Tips for Deposition Witnesses – Make the Court Reporter Love You!
For someone who doesn’t work in the legal field, being called to give a deposition can be terrifying. As a court reporter, I’ve had an incredible number of witnesses confide to me that they have become physically ill just thinking about the approaching day. I always try to make a witness feel as comfortable as possible because I do understand how intimidating the legal process can be.
The following information and tips for deposition witnesses will help you in gaining a bit of clarity about the deposition process and how you can assist in making it flow more smoothly.
What’s the Purpose of a Deposition?
Before your deposition, your attorney will meet with you to go over some basic topics about what you can expect. Most of the time, however, attorneys fail to mention to their witnesses some very important ground rules regarding the mechanics of the deposition. These are the things that can affect the quality and readability of the transcript, which is the primary purpose of the deposition.
Depositions are not the trial. Though witnesses are put under the same oath that is administered by a judge in a courtroom, the deposition is not the proper format for you and your attorney to make arguments to the other side and attempt to prove your case. The deposition is merely a procedure used to gather testimony from a witness, so that the opposing counsel will understand everything the witness knows about the case and will likely testify about at the trial.
The setting may not be as formal, but it is still very important to tell the truth during a deposition. That testimony carries the same weight as if you had been sworn in and were sitting next to the judge in a courtroom.
Creating a Record: Help Make Your Deposition Transcript More Readable
When you arrive at the deposition location, one of the people in the room will be the court reporter. This person will swear you in before you begin testifying, and he or she will also record the entire encounter that occurs on the record between you and the attorneys, as well as any other people in the room. There are several tips for deposition witnesses that will assist the court reporter in producing a functional transcript.
1) Speak clearly, slowly, and loudly.
The court reporter can only take down the testimony he or she can hear and understand. If the witness mumbles or whispers, it is unlikely that testimony is going to make it into the transcript. Speed-talking is another issue that doesn’t impress the court reporter or anybody else in the room. In fact, the questioning attorney will likely ask you to repeat your answers for clarity, and that can quickly turn into a very long day.
2) Give verbal answers and avoid “um-hum” and “unh-unh.”
Shaking your head and nodding are not the best answers to questions in a deposition. Though it’s totally natural and acceptable in normal conversation, these gestures are undesirable for deposition testimony. Similarly, focus on verbalizing the answer of “yes” or “no” when appropriate, as opposed to “um-hum” or “unh-unh.” Those types of responses can be very confusing and are often misinterpreted in a typewritten transcript.
3) Wait for the attorney to complete the question.
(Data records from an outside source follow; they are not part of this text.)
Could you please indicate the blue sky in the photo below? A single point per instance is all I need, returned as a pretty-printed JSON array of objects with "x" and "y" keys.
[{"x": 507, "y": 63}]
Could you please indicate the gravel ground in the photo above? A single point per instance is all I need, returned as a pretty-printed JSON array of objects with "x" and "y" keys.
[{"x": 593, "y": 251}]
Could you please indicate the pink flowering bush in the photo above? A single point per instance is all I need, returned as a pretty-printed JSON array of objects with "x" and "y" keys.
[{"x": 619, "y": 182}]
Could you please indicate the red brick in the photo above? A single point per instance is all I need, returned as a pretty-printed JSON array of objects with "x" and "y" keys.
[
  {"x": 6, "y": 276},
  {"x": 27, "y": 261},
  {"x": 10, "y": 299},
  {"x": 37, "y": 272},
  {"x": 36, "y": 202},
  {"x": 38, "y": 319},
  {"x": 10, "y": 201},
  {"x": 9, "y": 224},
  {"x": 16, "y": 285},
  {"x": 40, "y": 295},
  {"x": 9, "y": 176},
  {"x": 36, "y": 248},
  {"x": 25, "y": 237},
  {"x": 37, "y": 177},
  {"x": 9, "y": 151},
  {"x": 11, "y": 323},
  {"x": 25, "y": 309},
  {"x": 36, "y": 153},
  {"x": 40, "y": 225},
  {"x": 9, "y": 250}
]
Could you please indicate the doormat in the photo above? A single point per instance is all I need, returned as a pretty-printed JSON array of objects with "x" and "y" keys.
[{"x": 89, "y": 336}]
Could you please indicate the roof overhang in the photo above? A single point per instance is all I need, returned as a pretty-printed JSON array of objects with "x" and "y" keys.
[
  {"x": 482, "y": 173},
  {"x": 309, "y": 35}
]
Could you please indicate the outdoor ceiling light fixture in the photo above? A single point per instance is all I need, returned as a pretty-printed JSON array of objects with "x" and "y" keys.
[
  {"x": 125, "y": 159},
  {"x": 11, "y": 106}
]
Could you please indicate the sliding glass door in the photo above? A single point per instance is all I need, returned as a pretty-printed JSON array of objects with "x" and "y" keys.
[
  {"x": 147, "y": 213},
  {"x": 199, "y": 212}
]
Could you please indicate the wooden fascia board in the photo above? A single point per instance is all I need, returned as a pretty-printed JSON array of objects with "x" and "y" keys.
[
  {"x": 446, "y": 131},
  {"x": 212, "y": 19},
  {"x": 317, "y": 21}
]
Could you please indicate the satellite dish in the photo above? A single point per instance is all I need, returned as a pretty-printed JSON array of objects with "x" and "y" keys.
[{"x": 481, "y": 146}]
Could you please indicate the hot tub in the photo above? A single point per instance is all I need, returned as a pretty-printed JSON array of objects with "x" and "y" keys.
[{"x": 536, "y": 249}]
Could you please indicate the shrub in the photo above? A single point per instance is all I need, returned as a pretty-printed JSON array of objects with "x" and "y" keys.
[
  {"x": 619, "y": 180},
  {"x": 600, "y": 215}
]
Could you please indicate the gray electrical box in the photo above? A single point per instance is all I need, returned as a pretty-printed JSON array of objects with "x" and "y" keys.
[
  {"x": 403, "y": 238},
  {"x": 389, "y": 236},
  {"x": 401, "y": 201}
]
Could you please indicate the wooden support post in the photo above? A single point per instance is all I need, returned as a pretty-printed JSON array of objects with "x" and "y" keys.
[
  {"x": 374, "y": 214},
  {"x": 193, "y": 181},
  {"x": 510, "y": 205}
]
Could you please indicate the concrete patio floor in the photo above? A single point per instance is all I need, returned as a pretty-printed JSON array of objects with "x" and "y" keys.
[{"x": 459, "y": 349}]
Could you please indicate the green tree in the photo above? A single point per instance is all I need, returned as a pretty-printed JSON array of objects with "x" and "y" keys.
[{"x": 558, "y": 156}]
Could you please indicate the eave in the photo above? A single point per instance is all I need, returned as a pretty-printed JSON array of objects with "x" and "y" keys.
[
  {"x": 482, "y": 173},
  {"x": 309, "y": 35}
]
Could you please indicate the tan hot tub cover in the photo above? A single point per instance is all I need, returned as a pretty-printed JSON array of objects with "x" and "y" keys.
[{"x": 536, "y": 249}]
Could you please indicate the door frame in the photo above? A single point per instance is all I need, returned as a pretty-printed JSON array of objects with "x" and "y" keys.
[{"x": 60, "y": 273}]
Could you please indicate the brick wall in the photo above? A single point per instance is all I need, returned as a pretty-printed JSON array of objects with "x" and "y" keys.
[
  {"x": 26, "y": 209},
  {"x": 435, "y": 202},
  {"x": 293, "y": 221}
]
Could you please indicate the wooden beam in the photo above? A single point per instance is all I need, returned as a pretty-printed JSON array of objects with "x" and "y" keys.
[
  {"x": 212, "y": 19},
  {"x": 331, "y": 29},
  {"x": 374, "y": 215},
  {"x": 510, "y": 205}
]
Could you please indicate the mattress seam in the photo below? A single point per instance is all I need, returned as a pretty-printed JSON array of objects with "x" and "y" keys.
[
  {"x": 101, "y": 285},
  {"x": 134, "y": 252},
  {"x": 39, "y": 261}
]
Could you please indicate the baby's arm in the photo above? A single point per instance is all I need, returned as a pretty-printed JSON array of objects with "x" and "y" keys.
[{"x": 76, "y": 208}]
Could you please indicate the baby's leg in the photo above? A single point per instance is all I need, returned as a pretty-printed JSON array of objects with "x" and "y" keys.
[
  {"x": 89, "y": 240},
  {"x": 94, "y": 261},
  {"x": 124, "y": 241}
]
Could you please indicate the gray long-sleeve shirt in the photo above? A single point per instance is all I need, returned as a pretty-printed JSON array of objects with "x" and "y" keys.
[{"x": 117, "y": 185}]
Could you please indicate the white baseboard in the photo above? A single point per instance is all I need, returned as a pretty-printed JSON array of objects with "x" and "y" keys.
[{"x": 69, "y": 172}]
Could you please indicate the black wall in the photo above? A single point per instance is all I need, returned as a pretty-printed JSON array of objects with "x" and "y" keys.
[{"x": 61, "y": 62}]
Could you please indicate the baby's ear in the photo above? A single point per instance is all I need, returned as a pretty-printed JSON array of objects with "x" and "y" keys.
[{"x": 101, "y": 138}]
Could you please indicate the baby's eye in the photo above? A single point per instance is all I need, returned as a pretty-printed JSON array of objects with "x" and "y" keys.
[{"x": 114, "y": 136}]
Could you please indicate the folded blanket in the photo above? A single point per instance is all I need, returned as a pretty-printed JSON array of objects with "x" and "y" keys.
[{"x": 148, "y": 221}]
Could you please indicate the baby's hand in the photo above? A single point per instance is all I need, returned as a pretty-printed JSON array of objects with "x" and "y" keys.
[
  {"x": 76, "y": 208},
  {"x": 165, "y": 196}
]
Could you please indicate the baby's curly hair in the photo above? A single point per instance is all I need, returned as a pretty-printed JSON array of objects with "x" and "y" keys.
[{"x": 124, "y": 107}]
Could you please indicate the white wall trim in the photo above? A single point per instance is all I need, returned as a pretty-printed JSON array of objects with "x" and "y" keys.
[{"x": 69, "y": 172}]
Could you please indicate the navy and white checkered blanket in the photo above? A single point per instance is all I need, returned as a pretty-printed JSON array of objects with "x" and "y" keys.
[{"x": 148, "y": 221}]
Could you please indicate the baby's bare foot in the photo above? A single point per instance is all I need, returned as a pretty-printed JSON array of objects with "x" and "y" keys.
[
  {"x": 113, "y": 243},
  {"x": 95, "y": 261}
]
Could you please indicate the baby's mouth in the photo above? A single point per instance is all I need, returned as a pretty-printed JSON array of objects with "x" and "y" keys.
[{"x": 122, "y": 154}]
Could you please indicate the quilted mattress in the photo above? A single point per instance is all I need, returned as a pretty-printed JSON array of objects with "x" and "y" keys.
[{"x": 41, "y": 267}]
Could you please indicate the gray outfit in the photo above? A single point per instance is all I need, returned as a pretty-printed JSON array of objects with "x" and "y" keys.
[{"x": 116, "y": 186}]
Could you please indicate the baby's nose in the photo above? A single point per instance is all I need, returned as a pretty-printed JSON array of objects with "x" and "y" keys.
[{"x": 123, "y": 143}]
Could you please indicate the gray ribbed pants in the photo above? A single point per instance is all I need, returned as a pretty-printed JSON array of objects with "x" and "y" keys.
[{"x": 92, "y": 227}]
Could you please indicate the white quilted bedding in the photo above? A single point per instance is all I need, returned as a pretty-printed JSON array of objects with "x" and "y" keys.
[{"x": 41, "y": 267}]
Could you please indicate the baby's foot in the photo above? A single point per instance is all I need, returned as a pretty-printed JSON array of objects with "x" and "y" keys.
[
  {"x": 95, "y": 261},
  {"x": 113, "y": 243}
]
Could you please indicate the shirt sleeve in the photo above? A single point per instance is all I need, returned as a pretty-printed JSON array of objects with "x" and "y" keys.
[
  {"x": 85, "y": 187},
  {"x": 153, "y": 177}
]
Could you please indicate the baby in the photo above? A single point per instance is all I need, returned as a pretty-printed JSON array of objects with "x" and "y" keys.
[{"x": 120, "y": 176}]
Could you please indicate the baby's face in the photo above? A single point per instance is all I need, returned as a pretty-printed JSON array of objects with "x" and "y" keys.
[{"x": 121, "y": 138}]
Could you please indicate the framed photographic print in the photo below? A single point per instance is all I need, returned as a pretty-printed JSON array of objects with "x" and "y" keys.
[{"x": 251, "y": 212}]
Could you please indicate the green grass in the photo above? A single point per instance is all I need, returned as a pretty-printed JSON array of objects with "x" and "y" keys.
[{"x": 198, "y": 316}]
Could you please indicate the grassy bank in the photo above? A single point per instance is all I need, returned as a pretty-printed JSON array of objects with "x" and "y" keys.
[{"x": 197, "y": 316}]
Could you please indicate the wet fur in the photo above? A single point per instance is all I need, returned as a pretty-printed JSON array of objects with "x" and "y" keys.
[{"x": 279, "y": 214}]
Everybody does it. The witness anticipates the question an attorney is asking and immediately interrupts and begins answering the question. Don’t do this. When the time comes to read the transcript, the question and answer will be broken into pieces, which is very difficult, if not impossible, to read. Keep in mind, the whole point of the deposition is to obtain a readable record.
4) Stop speaking if an attorney objects.
There may be times during the deposition that one of the attorneys interject what’s called an “objection.” He or she is basically just marking a spot in the record that will be addressed by the judge at a later date. Objections during depositions require no action from the witness whatsoever, except to allow the attorney to complete the objection without interruption. Your attorney may instruct you not to answer a question, but, unless that happens, you should continue answering the question once the objecting attorney is through with his or her objection.
What Happens When the Deposition is Over?
When the deposition concludes, a verbatim transcript of everything that was said on the record will be produced by the court reporter. A transcript is usually available in about ten business days, though they can be produced sooner, even the same day or overnight, for special orders. The attorneys will use the transcript to assist in the case.
In general, the witness has the right to review the transcript once it is completed and may be offered the opportunity to “read and sign” at the conclusion of the deposition. Many times, however, the attorney will advise the witness that the process of reading and signing is not necessary, and the witness will waive that right.
There are times, however, that the attorney does advise the witness to read and sign. If that is the case for you, you will certainly come to understand why the above tips are so important, especially if you didn’t adhere to them during your deposition. When exercising your right to read and sign, a witness cannot change the answers given during the deposition. Rather, a document called an “errata sheet” is provided, and the witness can correct any errors the court reporter made in regard to spellings or the mishearing of testimony. This document will then be signed before a notary public and attached as part of the transcript.
Just Remember, Clarity is the Key
If you are called to give a deposition, keep in mind that that is a normal part of the process for a legal proceeding. Yours may be one of several or possibly hundreds of depositions, and it’s strictly to make a record of what you know about the case. You want your testimony to be clear and understood. By following the tips outlined above, you’ll help the court reporter produce a perfect transcript of everything you want to say.